On the evening of 13 October 1983, the Coard faction of the Central Committee, in conjunction with the People's Revolutionary Army, placed Prime Minister Bishop and several of his allies under house arrest. On 19 October, after Bishop's secret detention became widely known, he was freed by a large crowd of supporters, estimated between 15,000 and 30,000. He led the crowd to a relatively unguarded Fort Rupert which they soon occupied. At nearby Fort Frederick, Coard had gathered nine Central Committee members and sizable factions of the military. As one journalist writes, "What happened next, and on whose orders, is still a controversy." But a mass of troops in armored personnel carriers, under the supervision of Lt. Colonel Ewart Layne, departed Fort Frederick for Fort Rupert to, as Layne described it, "recapture the fort and restore order." After surrendering to the superior force, Bishop and seven leaders loyal to him were lined up against a wall in Fort Rupert's courtyard and executed by a firing squad.

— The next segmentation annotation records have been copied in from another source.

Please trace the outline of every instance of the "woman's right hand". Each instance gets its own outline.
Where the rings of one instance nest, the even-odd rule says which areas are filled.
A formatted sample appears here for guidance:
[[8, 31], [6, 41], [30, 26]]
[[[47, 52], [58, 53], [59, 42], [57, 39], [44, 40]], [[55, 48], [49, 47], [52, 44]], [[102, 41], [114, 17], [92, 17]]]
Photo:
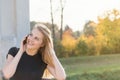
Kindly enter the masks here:
[[23, 40], [21, 41], [21, 44], [20, 44], [20, 51], [22, 53], [25, 52], [25, 50], [26, 50], [27, 37], [28, 37], [28, 35], [23, 38]]

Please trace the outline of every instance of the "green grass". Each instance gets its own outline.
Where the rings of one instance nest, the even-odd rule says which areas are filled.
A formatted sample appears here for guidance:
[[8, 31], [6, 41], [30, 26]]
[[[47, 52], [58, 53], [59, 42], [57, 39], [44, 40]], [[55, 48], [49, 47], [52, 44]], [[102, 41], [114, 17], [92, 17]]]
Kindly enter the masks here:
[[[102, 74], [109, 75], [111, 73], [109, 75], [111, 77], [113, 73], [120, 74], [120, 54], [72, 57], [60, 59], [60, 61], [65, 68], [67, 80], [89, 80], [79, 79], [79, 77], [84, 76], [85, 78], [85, 75], [88, 77], [91, 74], [94, 74], [94, 77], [91, 75], [90, 78], [97, 80], [98, 78], [95, 79], [95, 75], [104, 76]], [[77, 76], [78, 79], [73, 79]]]

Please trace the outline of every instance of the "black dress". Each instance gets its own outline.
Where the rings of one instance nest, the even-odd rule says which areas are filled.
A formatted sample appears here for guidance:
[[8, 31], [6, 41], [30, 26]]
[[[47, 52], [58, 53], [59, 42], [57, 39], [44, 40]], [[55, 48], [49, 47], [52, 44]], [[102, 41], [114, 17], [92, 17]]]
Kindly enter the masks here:
[[[14, 57], [18, 50], [19, 48], [12, 47], [8, 54]], [[18, 63], [16, 72], [10, 80], [42, 80], [46, 66], [47, 64], [43, 62], [41, 54], [37, 53], [30, 56], [24, 52]]]

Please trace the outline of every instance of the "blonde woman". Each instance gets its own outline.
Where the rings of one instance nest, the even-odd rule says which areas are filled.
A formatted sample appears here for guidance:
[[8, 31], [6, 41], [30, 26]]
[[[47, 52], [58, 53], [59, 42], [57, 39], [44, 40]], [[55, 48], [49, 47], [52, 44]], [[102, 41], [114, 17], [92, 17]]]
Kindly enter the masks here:
[[9, 80], [42, 80], [46, 70], [57, 80], [66, 78], [54, 52], [50, 30], [43, 24], [36, 24], [21, 41], [20, 48], [10, 48], [2, 72]]

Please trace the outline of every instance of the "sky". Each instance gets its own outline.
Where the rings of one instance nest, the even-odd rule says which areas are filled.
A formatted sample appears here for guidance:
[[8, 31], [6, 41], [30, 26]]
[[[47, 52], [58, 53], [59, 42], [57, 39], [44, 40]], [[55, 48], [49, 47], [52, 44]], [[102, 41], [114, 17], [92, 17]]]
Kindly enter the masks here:
[[[53, 1], [54, 23], [60, 26], [60, 0]], [[64, 26], [81, 31], [88, 20], [97, 22], [105, 11], [120, 10], [120, 0], [63, 0]], [[30, 21], [50, 22], [50, 0], [30, 0]]]

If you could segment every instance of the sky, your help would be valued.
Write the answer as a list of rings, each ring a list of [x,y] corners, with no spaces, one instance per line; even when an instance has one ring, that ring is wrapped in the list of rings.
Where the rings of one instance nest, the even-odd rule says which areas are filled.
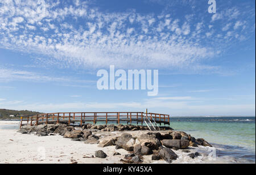
[[[0,0],[0,109],[255,114],[255,1]],[[159,89],[97,72],[158,70]]]

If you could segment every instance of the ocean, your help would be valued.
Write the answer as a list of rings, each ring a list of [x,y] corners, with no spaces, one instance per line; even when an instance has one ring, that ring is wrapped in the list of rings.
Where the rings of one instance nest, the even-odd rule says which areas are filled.
[[[216,148],[217,157],[255,163],[255,117],[171,117],[170,127],[205,139]]]
[[[17,122],[1,125],[0,129],[18,129]],[[100,124],[104,123],[97,123]],[[255,163],[255,117],[171,117],[170,127],[175,130],[185,131],[196,138],[204,138],[216,149],[215,161],[203,157],[200,161],[195,159],[194,162],[189,160],[188,163]],[[203,147],[196,149],[200,152],[209,153],[209,150]],[[177,163],[184,163],[184,160],[180,159],[180,161]]]

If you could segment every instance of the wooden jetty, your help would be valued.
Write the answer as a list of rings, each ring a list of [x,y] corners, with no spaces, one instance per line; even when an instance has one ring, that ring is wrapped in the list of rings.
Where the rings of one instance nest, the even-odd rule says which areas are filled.
[[[132,124],[135,122],[137,125],[143,123],[151,123],[155,126],[158,124],[170,125],[168,114],[146,113],[141,112],[61,112],[39,114],[33,116],[20,117],[20,128],[23,125],[38,125],[40,124],[65,123],[68,125],[75,124],[81,126],[85,123],[114,122],[117,124],[127,122]]]

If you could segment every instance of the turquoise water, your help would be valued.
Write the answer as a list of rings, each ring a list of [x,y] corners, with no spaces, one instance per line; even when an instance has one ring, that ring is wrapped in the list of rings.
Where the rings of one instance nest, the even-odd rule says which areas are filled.
[[[176,130],[203,138],[217,150],[218,156],[229,156],[255,162],[255,117],[173,118]]]

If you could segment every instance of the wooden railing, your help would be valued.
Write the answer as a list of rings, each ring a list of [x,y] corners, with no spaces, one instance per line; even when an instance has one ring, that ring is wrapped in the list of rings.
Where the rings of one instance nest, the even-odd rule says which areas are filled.
[[[82,126],[85,122],[91,122],[96,124],[97,122],[116,122],[119,124],[121,122],[127,122],[131,124],[133,122],[143,124],[144,120],[147,117],[150,120],[152,118],[158,123],[170,125],[170,116],[168,114],[157,114],[144,112],[61,112],[53,113],[44,113],[34,116],[20,117],[20,126],[38,125],[42,123],[59,123],[80,122]],[[26,123],[24,122],[27,122]]]

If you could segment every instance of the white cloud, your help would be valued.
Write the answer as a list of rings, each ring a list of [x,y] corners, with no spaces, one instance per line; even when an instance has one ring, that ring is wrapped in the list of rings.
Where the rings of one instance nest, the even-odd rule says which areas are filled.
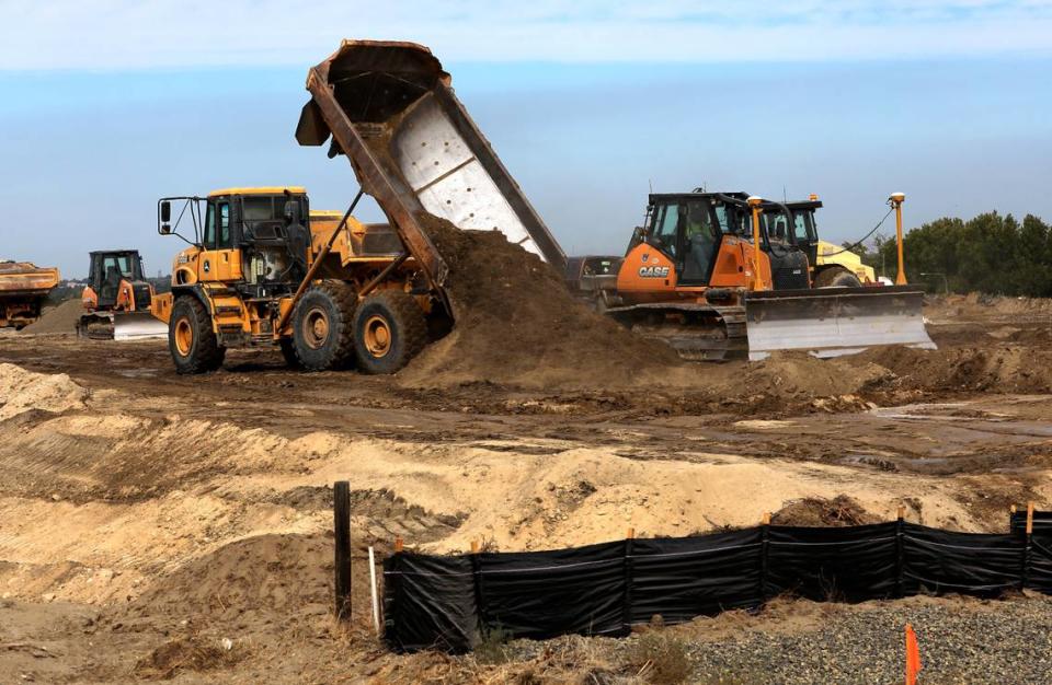
[[[1052,1],[0,0],[0,70],[306,65],[340,38],[444,60],[741,61],[1052,54]]]

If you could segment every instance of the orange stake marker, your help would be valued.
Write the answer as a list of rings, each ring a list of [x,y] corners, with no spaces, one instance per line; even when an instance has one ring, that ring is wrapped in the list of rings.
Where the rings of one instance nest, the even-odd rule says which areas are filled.
[[[921,673],[921,648],[917,646],[917,634],[913,626],[906,624],[906,685],[917,685],[917,674]]]

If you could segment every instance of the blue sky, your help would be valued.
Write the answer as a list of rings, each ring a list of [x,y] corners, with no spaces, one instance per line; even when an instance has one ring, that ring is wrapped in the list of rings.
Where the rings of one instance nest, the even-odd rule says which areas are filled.
[[[167,272],[157,198],[220,186],[343,208],[350,165],[293,139],[341,37],[430,45],[571,252],[620,252],[650,187],[817,193],[835,241],[893,190],[910,225],[1052,219],[1052,2],[217,4],[0,0],[0,257]]]

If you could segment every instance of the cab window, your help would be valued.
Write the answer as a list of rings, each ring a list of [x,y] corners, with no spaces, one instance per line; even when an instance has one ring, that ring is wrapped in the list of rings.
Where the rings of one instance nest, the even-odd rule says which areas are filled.
[[[205,214],[205,234],[201,239],[205,249],[216,244],[216,206],[208,202],[208,210]]]
[[[230,247],[230,202],[219,202],[219,236],[216,242],[216,247],[222,249],[225,247]]]
[[[798,245],[803,245],[811,242],[811,213],[807,211],[798,211],[792,217],[793,220],[793,235],[797,239]]]
[[[679,206],[663,205],[654,212],[654,228],[651,231],[651,240],[654,245],[667,253],[671,257],[676,257],[676,228],[679,225]]]

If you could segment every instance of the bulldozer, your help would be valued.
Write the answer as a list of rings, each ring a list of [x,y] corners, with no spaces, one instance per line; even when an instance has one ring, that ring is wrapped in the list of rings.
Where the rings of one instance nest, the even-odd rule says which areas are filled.
[[[0,328],[21,330],[38,320],[44,300],[58,281],[56,268],[0,262]]]
[[[896,196],[899,195],[896,194]],[[923,289],[814,287],[785,205],[743,193],[652,194],[607,293],[607,314],[685,359],[834,357],[879,345],[935,347]],[[901,212],[901,199],[894,207]],[[901,221],[901,213],[900,213]],[[854,285],[853,285],[854,286]]]
[[[450,84],[424,46],[344,40],[308,72],[296,139],[331,139],[329,156],[350,161],[358,191],[346,211],[311,210],[295,186],[158,201],[158,231],[190,244],[175,257],[171,293],[152,307],[178,372],[216,370],[227,349],[245,347],[277,347],[308,371],[397,372],[456,317],[448,265],[426,231],[432,216],[498,229],[564,268]],[[353,217],[364,194],[387,223]]]
[[[164,337],[168,329],[150,315],[156,293],[142,274],[137,249],[89,253],[88,286],[81,293],[84,313],[77,335],[102,340]]]

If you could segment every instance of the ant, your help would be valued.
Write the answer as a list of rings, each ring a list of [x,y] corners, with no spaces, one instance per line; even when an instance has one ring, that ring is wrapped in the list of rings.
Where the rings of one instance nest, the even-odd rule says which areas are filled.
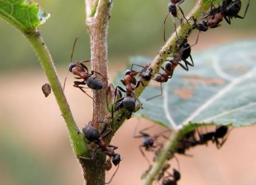
[[[177,7],[176,7],[176,4],[178,4],[178,7],[180,11],[180,12],[181,12],[181,14],[183,16],[183,17],[185,18],[186,21],[187,21],[187,22],[188,22],[188,24],[189,25],[189,22],[188,22],[188,20],[186,18],[186,16],[185,16],[184,13],[183,11],[182,11],[182,9],[181,9],[181,8],[179,6],[180,4],[183,3],[185,0],[170,0],[171,2],[168,4],[168,11],[169,11],[168,13],[167,14],[165,20],[164,21],[164,41],[165,42],[166,42],[166,38],[165,38],[165,23],[166,20],[167,20],[167,18],[168,17],[168,16],[170,13],[172,15],[172,16],[174,17],[178,18],[180,21],[181,21],[181,19],[180,19],[178,16],[178,11],[177,11]],[[174,21],[173,19],[173,21],[174,22]]]
[[[139,133],[140,133],[140,135],[136,135],[136,132],[137,130],[137,128],[138,127],[138,125],[137,126],[136,128],[134,130],[134,138],[143,138],[143,141],[142,141],[142,144],[140,145],[139,146],[139,148],[140,149],[140,151],[143,155],[143,156],[145,158],[145,159],[147,160],[147,161],[148,162],[149,164],[150,164],[150,162],[148,160],[148,159],[146,157],[146,155],[145,155],[145,153],[143,152],[143,150],[142,150],[142,148],[145,148],[145,150],[146,151],[151,151],[153,152],[153,149],[156,148],[157,146],[155,146],[154,143],[155,141],[156,141],[156,139],[159,137],[159,136],[163,136],[165,138],[167,138],[166,137],[165,137],[163,134],[167,132],[167,131],[170,131],[169,130],[167,130],[166,131],[162,131],[160,132],[160,133],[158,133],[157,134],[155,134],[153,136],[151,136],[149,134],[144,132],[145,131],[147,131],[155,126],[155,125],[145,128],[145,129],[143,129],[140,131],[139,131]]]
[[[139,65],[138,64],[133,64],[132,65],[132,66],[131,67],[131,70],[133,71],[133,67],[134,65],[136,65],[139,67],[142,67],[143,69],[139,73],[141,73],[141,76],[145,81],[149,81],[150,80],[150,79],[151,79],[151,77],[152,76],[152,75],[151,73],[152,73],[153,69],[150,67],[150,64],[147,64],[146,66],[144,66],[141,65]]]
[[[117,172],[117,171],[118,170],[118,169],[119,168],[119,163],[120,163],[120,161],[121,161],[121,157],[119,153],[116,153],[115,154],[115,155],[112,159],[112,163],[115,166],[117,166],[117,168],[115,171],[115,172],[114,172],[114,174],[112,175],[112,176],[110,178],[109,182],[105,183],[104,184],[105,185],[107,185],[108,184],[110,184],[111,181],[112,181],[112,179],[113,179],[113,178],[114,178],[114,176],[116,174],[116,173]],[[107,171],[110,170],[111,168],[112,167],[112,164],[111,163],[111,162],[110,161],[110,159],[109,159],[107,160],[107,161],[105,162],[105,164],[107,164],[106,166],[108,167],[108,168],[106,168],[106,170]]]
[[[232,19],[233,17],[242,19],[244,19],[249,8],[249,4],[250,0],[248,0],[245,11],[245,14],[244,14],[244,16],[242,17],[238,15],[242,6],[241,0],[235,0],[233,1],[232,0],[225,0],[223,2],[223,6],[222,7],[223,16],[225,20],[229,24],[230,24],[231,23],[230,19]]]
[[[97,123],[100,122],[107,123],[105,121],[97,122]],[[88,125],[86,125],[83,128],[82,130],[82,133],[80,131],[78,132],[78,133],[82,133],[83,135],[90,141],[93,142],[97,144],[99,147],[101,149],[102,152],[106,155],[110,157],[116,157],[116,154],[115,153],[114,150],[118,148],[118,147],[110,144],[107,144],[103,140],[103,139],[107,136],[112,131],[110,131],[108,132],[104,136],[101,136],[101,134],[107,129],[106,125],[104,126],[103,129],[100,133],[100,131],[94,127],[94,125],[95,124],[95,123],[92,123],[91,121],[90,121]],[[84,159],[93,160],[94,155],[92,155],[91,158],[84,157],[80,157]]]
[[[202,16],[203,19],[207,19],[206,22],[204,22],[206,23],[208,27],[210,28],[215,28],[220,26],[220,23],[223,20],[223,13],[221,8],[216,8],[212,1],[212,0],[210,11]]]
[[[103,76],[100,73],[94,70],[92,70],[90,74],[89,73],[88,67],[84,64],[84,63],[91,61],[91,60],[88,60],[81,62],[77,62],[76,63],[72,62],[72,60],[74,50],[75,49],[75,47],[76,46],[76,44],[78,39],[78,37],[77,37],[75,40],[75,42],[74,42],[71,55],[70,57],[70,64],[69,64],[69,66],[68,66],[68,70],[74,75],[78,76],[78,77],[75,77],[75,78],[78,79],[83,79],[84,80],[81,82],[75,81],[74,82],[73,86],[75,87],[78,88],[80,90],[87,95],[87,96],[93,99],[91,97],[90,97],[86,93],[85,91],[83,89],[83,88],[84,87],[80,86],[80,85],[87,85],[87,86],[92,89],[100,90],[102,88],[102,82],[97,77],[93,76],[94,73],[97,73],[100,75],[104,78],[106,78],[106,77]],[[64,85],[63,87],[64,89],[65,89],[66,79],[67,77],[64,82]]]
[[[117,104],[115,109],[116,110],[124,108],[131,113],[133,112],[135,110],[136,101],[138,102],[140,108],[142,108],[142,103],[140,102],[139,98],[134,93],[134,91],[139,87],[141,83],[144,86],[144,84],[143,84],[142,81],[139,80],[137,82],[134,77],[138,73],[131,69],[126,70],[124,73],[124,79],[121,80],[122,84],[125,86],[126,90],[120,86],[116,87],[115,91],[114,102],[112,104],[112,120],[113,120],[113,106],[115,104]],[[125,93],[126,96],[116,101],[118,89],[121,90],[121,91]]]
[[[198,34],[196,42],[193,45],[190,45],[188,43],[188,40],[186,38],[184,39],[182,42],[180,41],[180,38],[178,36],[175,25],[175,27],[177,39],[180,44],[178,46],[178,51],[176,53],[176,54],[173,57],[173,59],[172,60],[166,60],[167,61],[170,62],[170,63],[167,64],[164,68],[161,67],[161,69],[164,70],[165,73],[157,73],[158,75],[154,79],[157,82],[160,83],[161,93],[159,95],[147,98],[146,101],[149,101],[163,95],[162,83],[163,82],[167,82],[169,79],[171,78],[173,75],[174,69],[178,65],[180,65],[180,66],[186,71],[189,71],[189,65],[191,66],[194,66],[194,62],[192,58],[192,56],[191,56],[191,47],[197,44],[199,37],[199,33]],[[187,60],[187,59],[189,57],[191,61],[191,63]],[[181,61],[182,61],[185,63],[185,65],[180,62]]]
[[[209,141],[211,141],[212,142],[215,142],[218,149],[219,149],[225,143],[227,139],[228,135],[225,138],[224,137],[227,134],[228,131],[228,126],[217,126],[215,131],[209,132],[203,134],[199,133],[200,139],[197,141],[198,144],[207,144]],[[221,141],[219,141],[219,139],[222,139]]]
[[[173,169],[172,174],[169,174],[169,175],[165,177],[162,181],[162,185],[177,185],[177,182],[180,179],[180,173],[175,169]],[[173,178],[168,178],[169,176],[173,177]]]

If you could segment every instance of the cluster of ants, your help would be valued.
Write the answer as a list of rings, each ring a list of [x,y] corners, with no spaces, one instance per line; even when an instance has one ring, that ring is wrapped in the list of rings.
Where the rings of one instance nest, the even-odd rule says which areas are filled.
[[[192,156],[191,155],[186,153],[186,152],[189,149],[200,145],[208,145],[209,141],[211,141],[213,143],[215,143],[218,149],[221,147],[225,143],[228,136],[228,126],[217,126],[215,131],[206,132],[204,133],[200,133],[198,131],[196,125],[196,129],[191,130],[191,131],[187,132],[183,137],[177,141],[178,144],[173,151],[169,151],[167,160],[169,160],[174,157],[177,161],[178,170],[173,168],[172,173],[168,171],[171,165],[168,163],[166,163],[160,170],[157,177],[155,178],[156,182],[161,185],[175,185],[177,184],[177,182],[180,179],[181,175],[179,172],[179,163],[178,158],[175,156],[175,154],[183,154],[186,156]],[[154,154],[155,161],[158,160],[159,154],[161,152],[163,144],[159,143],[157,141],[157,139],[159,137],[162,137],[166,140],[169,139],[164,134],[169,131],[169,130],[167,130],[155,134],[150,136],[150,134],[145,133],[145,131],[152,127],[144,129],[139,131],[140,135],[136,135],[134,134],[134,137],[135,138],[142,138],[143,143],[139,146],[140,150],[146,161],[149,163],[149,168],[145,172],[147,175],[147,173],[150,170],[152,165],[149,160],[145,155],[143,149],[145,151],[149,151]],[[230,130],[231,131],[231,130]],[[166,175],[167,174],[167,175]],[[161,182],[161,184],[159,184]]]
[[[189,21],[192,19],[193,22],[193,25],[191,27],[193,29],[196,29],[198,30],[199,33],[200,32],[206,32],[209,28],[214,28],[221,26],[220,23],[223,21],[223,18],[224,18],[225,20],[229,24],[231,24],[231,19],[233,18],[244,19],[245,16],[249,7],[250,1],[250,0],[248,0],[244,16],[241,16],[238,14],[242,6],[241,0],[223,0],[221,5],[218,7],[216,8],[213,6],[212,0],[211,0],[210,11],[204,15],[202,14],[201,20],[198,22],[197,20],[193,17],[190,17],[189,19],[187,19],[185,17],[182,10],[179,6],[180,4],[183,3],[185,0],[170,0],[171,2],[168,5],[169,12],[164,22],[164,27],[165,27],[165,22],[169,14],[171,14],[174,17],[178,18],[181,22],[182,21],[182,19],[180,19],[178,16],[178,10],[177,7],[178,6],[187,23],[189,24]],[[134,111],[137,106],[139,108],[142,108],[142,104],[140,102],[139,98],[135,96],[134,90],[141,84],[144,86],[144,81],[149,81],[153,78],[154,80],[160,83],[161,94],[147,98],[147,100],[149,100],[162,95],[162,83],[167,82],[169,79],[172,78],[174,70],[178,65],[180,65],[183,69],[186,71],[189,71],[189,66],[194,66],[194,62],[190,54],[191,47],[197,44],[198,36],[195,44],[190,45],[188,43],[187,37],[185,36],[184,38],[182,39],[178,36],[175,24],[174,24],[174,25],[177,37],[178,44],[176,52],[174,52],[173,59],[172,60],[167,60],[166,61],[169,62],[167,63],[164,67],[162,66],[161,67],[164,72],[163,73],[156,73],[155,76],[153,76],[152,74],[153,69],[151,67],[150,64],[146,65],[145,66],[135,64],[132,65],[131,68],[125,72],[124,79],[121,80],[122,84],[125,87],[125,88],[123,88],[121,86],[117,86],[114,90],[115,98],[111,105],[111,110],[112,121],[113,121],[114,112],[118,110],[124,109],[131,114]],[[164,29],[164,38],[165,42],[165,29]],[[75,87],[78,88],[93,100],[93,98],[90,97],[84,89],[89,88],[95,90],[101,89],[103,87],[102,81],[100,79],[95,76],[94,75],[97,74],[105,79],[106,77],[102,76],[100,73],[94,70],[92,70],[90,73],[89,72],[88,68],[85,63],[89,62],[92,60],[77,62],[75,63],[72,62],[72,57],[77,41],[77,38],[76,39],[73,46],[70,58],[71,63],[69,66],[69,71],[77,76],[75,77],[76,79],[83,80],[82,81],[75,81],[73,86]],[[188,60],[189,58],[190,58],[191,62],[189,62]],[[182,61],[184,62],[184,64],[181,63]],[[136,71],[133,69],[134,65],[140,67],[142,69],[140,71]],[[64,83],[64,88],[65,88],[65,83]],[[88,87],[85,87],[83,86],[86,85]],[[125,95],[123,97],[122,97],[121,92],[125,93]],[[118,98],[117,98],[117,97]],[[137,106],[136,106],[136,102],[138,102]],[[99,128],[98,128],[98,127],[96,126],[99,123],[104,123],[103,129],[100,132],[99,131]],[[106,132],[106,131],[108,129],[110,131]],[[140,150],[143,156],[149,162],[149,160],[147,159],[144,154],[142,148],[145,148],[146,151],[154,151],[153,149],[155,148],[154,143],[156,141],[156,139],[160,136],[163,136],[164,135],[163,134],[167,131],[164,131],[160,134],[151,137],[149,134],[144,132],[148,128],[146,128],[143,131],[141,131],[140,132],[141,135],[139,136],[134,135],[134,137],[143,138],[143,144],[140,146]],[[210,141],[211,141],[215,143],[217,147],[219,148],[223,144],[226,139],[223,139],[221,142],[219,141],[219,139],[224,137],[227,133],[228,129],[228,127],[223,126],[217,128],[215,131],[214,132],[208,132],[202,134],[200,134],[198,132],[199,136],[199,139],[197,139],[195,136],[195,131],[191,131],[187,134],[182,140],[179,141],[179,144],[178,145],[178,147],[176,149],[176,151],[174,153],[185,154],[185,152],[189,148],[198,145],[207,144]],[[110,144],[107,144],[103,141],[103,139],[111,131],[112,131],[108,128],[107,123],[103,121],[100,121],[97,123],[90,122],[83,128],[82,132],[78,131],[78,134],[83,134],[88,140],[95,145],[92,150],[91,157],[80,157],[81,159],[83,159],[84,160],[94,160],[95,155],[96,153],[96,151],[97,149],[100,149],[109,157],[106,161],[106,170],[109,170],[111,168],[112,166],[111,161],[114,165],[118,166],[116,171],[111,177],[110,182],[105,184],[110,183],[113,176],[117,172],[119,163],[121,161],[120,155],[118,153],[115,152],[114,151],[118,147]],[[174,156],[174,153],[173,152],[171,153],[172,156]],[[172,174],[167,172],[167,170],[169,167],[169,165],[167,164],[165,165],[160,173],[162,175],[159,175],[160,176],[158,176],[158,181],[160,181],[162,178],[163,179],[162,180],[161,184],[163,185],[176,185],[177,184],[177,182],[180,178],[179,172],[175,169],[173,169]],[[167,176],[165,176],[165,174],[166,173],[168,174],[168,175]],[[160,178],[159,178],[160,176],[161,176]],[[171,178],[170,178],[170,177]]]

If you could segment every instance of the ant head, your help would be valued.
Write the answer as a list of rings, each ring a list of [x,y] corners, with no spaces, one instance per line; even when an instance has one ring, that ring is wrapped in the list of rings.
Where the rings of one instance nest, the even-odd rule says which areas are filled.
[[[172,60],[171,61],[173,61],[173,60]],[[168,62],[168,63],[167,63],[166,65],[166,66],[165,66],[165,68],[168,71],[171,71],[171,70],[172,70],[172,64],[171,63],[171,62]]]
[[[208,26],[206,22],[201,21],[198,23],[198,29],[202,32],[206,32],[208,30]]]
[[[124,76],[126,76],[127,75],[130,75],[131,73],[132,73],[132,72],[134,72],[134,70],[133,70],[132,69],[127,69],[125,72],[124,73]]]
[[[68,66],[68,70],[72,73],[72,70],[74,67],[76,66],[76,64],[74,63],[70,63]]]
[[[176,5],[175,3],[173,2],[170,2],[168,4],[168,11],[169,12],[172,12],[174,10],[176,9]]]
[[[176,181],[180,179],[180,173],[176,169],[173,169],[173,177]]]
[[[116,153],[113,159],[112,159],[112,163],[115,166],[116,166],[117,164],[119,164],[121,161],[121,156],[119,153]]]
[[[215,137],[217,138],[223,137],[227,133],[228,130],[228,127],[227,126],[221,126],[217,127],[215,131]]]
[[[99,131],[91,125],[86,125],[82,131],[86,138],[92,142],[98,141],[100,137]]]

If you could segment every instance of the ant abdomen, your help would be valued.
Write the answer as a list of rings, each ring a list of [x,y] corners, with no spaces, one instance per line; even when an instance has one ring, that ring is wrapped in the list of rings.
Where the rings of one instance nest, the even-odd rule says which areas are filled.
[[[226,7],[224,10],[225,15],[230,17],[234,17],[239,12],[241,7],[241,0],[235,0]]]
[[[121,161],[121,156],[119,153],[116,153],[112,159],[112,163],[115,166],[117,165]]]
[[[99,90],[102,88],[102,82],[96,77],[89,76],[86,82],[87,86],[92,89]]]
[[[122,102],[123,107],[129,112],[133,112],[135,110],[136,104],[134,98],[127,96],[124,98]]]
[[[99,131],[91,125],[85,126],[82,131],[85,137],[90,141],[98,141],[100,137]]]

The army under Hudson Austin then stepped in and formed a military council to rule the country, and placed Sir Paul Scoon under house arrest in Government House. The army instituted a strict four-day curfew during which anyone seen on the streets would be shot on sight.
Within only a few days of these events in Grenada, the Reagan administration mounted a U.S.-led military intervention following a formal appeal for help from the Organisation of Eastern Caribbean States, which had received a covert request for help from Paul Scoon. Among the key invasion planners were Secretary of Defense Caspar Weinberger and his senior military assistant Colin Powell. Regarding the speed with which the invasion commenced, it was said the U.S. had been conducting mock invasions of Grenada since 1981: "These exercises, part of Ocean Venture '81 and known as Operation Amber and the Amberdines, involved air and amphibious assaults on the Puerto Rican island of Vieques. According to the plans for these maneuvers, 'Amber' was considered a hypothetical island in the Eastern Caribbean which had engaged in anti-democratic revolutionary activities."
Reagan stated that he felt compelled to act due to "concerns over the 600 U.S. medical students on the island" and fears of a repeat of the Iran hostage crisis, which ended less than three years earlier. Future U.S. Secretary of State Lawrence Eagleburger, who was then serving as Reagan's Under Secretary of State for Political Affairs, later admitted that the prime motivation for the intervention was to "get rid" of the coup leader Hudson Austin, and that the students were a pretext. Although the invasion occurred after the execution of Prime Minister Bishop, the remaining Grenadian ruling party members were still committed to Bishop's Marxist ideology. Reagan said he viewed these factors, alongside the party's growing connection to Fidel Castro, as a threat to democracy.
The Organization of Eastern Caribbean States, Barbados, and Jamaica all appealed to the United States for assistance. For safety reasons, Paul Scoon had requested the invasion through secret diplomatic channels, using the reserve powers vested in the Crown. On 22 October 1983, the Deputy High Commissioner in Bridgetown, Barbados, visited Grenada and reported that Scoon was well and "did not request military intervention, either directly or indirectly". However, on the day after the invasion, Prime Minister of Dominica Eugenia Charles stated the request had come from Scoon, through the OECS, and, in his 2003 autobiography, Survival for Service, Scoon maintains he asked the visiting British diplomat to pass along "an oral request" for outside military intervention at this meeting.
On 25 October, the combined forces of the United States and the Regional Security System based in Barbados invaded Grenada in an operation codenamed Operation Urgent Fury. The United States insisted this was being done at the request of Barbados' Prime Minister Tom Adams and Dominica's Prime Minister Eugenia Charles. The invasion was sharply criticized by the governments in Canada, Trinidad and Tobago, and the United Kingdom. By a vote of 108 to 9, with 27 abstentions, the United Nations General Assembly condemned it as "a flagrant violation of international law."